Qual tipo combina com qual fase de vida
- Solteiro ou casal jovem, vida urbana intensa: studio ou 1 quarto bem localizado; loft se a estética falar alto e o orçamento aceitar a climatização
- Casal planejando filhos: 2–3 quartos tipo, ou garden se o quintal for sonho — teste antes se o condomínio da área privativa cabe no orçamento mensal
- Família com crianças: garden e duplex brilham (espaço e separação de ambientes); avalie escada versus idade das crianças
- Filhos saindo de casa: o movimento clássico é encolher com qualidade — do 4 quartos para um 2–3 quartos de padrão alto, ou a cobertura de quem sempre a quis
- Investidor de aluguel: compactos novos em bairro de demanda comprovada; fuja dos tipos de nicho, o inquilino médio quer o comum bem resolvido
Em todos os casos, a metragem e o tipo são metade da equação — a outra metade é o custo mensal de carregar o imóvel (condomínio sobre fração ideal grande muda tudo) e os custos da própria transação. Antes de bater o martelo, revise tudo o que se paga além do preço.
Perguntas frequentes
Garden paga condomínio sobre o quintal? Em regra, sim: a taxa segue a fração ideal da unidade, e a área privativa descoberta entra nesse cálculo. Peça a convenção do condomínio e o valor exato da taxa antes da proposta — a diferença para um apartamento-tipo pode ser grande.
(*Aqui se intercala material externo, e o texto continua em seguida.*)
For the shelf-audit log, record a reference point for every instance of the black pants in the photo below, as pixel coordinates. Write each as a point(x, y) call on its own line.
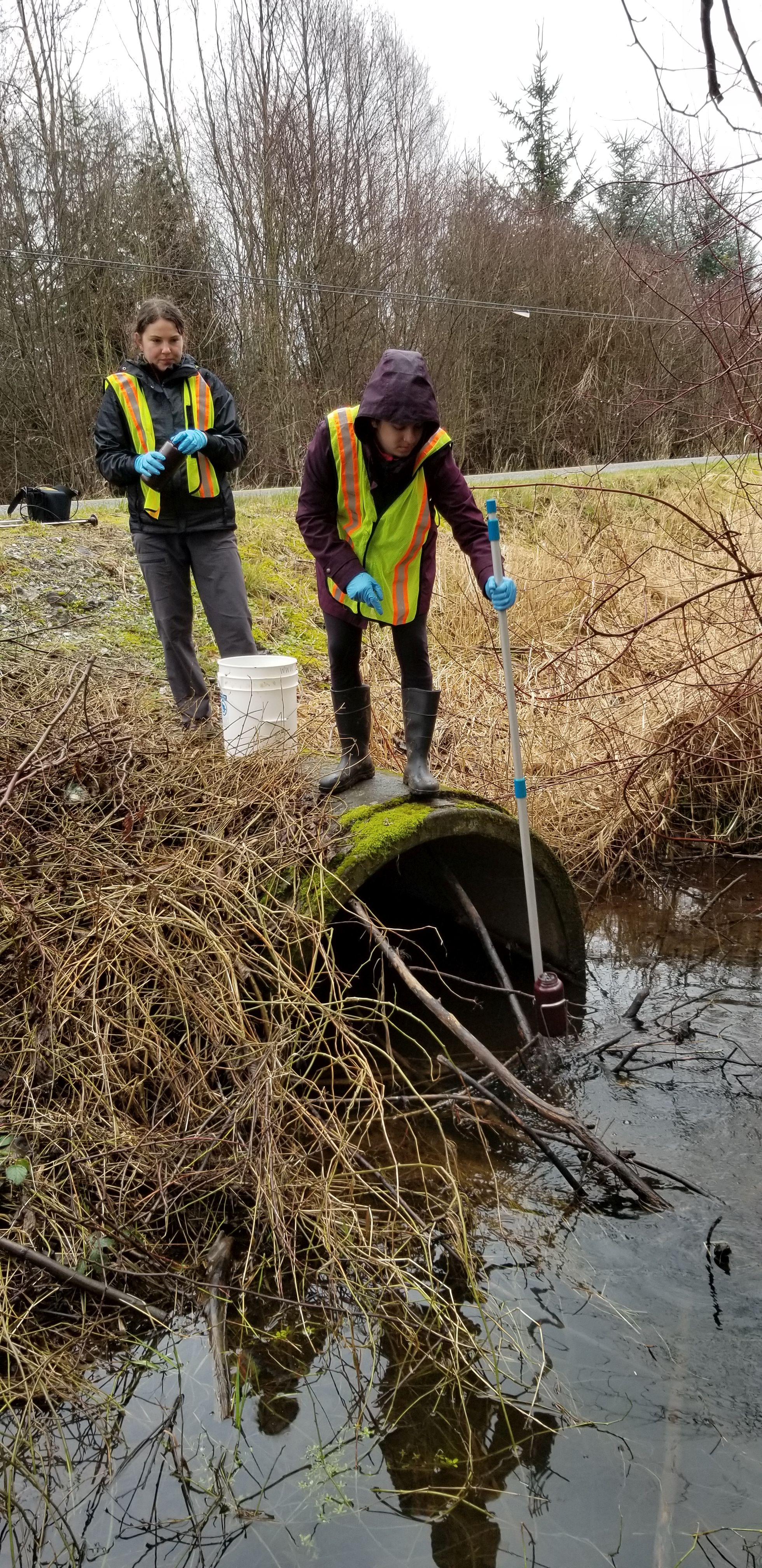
point(410, 645)
point(167, 562)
Studio e kitnet são a mesma coisa? A planta é parecida (ambiente integrado), mas o produto não: studio é o compacto novo com lazer, serviços e localização premium — e preço por metro quadrado correspondente; kitnet é o compacto clássico de prédio antigo, mais barato de comprar e de manter.
Cobertura valoriza mais que apartamento comum? Não como regra. Cobertura boa em prédio bom valoriza, mas a liquidez é menor (público raro) e a manutenção corrói parte do ganho. Quem compra cobertura deve comprá-la primeiro para viver, depois como investimento.
Qual tipo tem a revenda mais fácil? O apartamento-tipo de 2–3 quartos em bairro consolidado — o maior público comprador do mercado. Tipos especiais (garden, loft, duplex, cobertura) vendem bem para o público certo, mas encontrá-lo leva mais tempo.
Guia informativo sobre tipologias de apartamento. Nomenclaturas variam entre construtoras e regiões — confirme sempre no memorial descritivo e na convenção do condomínio o que exatamente está sendo vendido.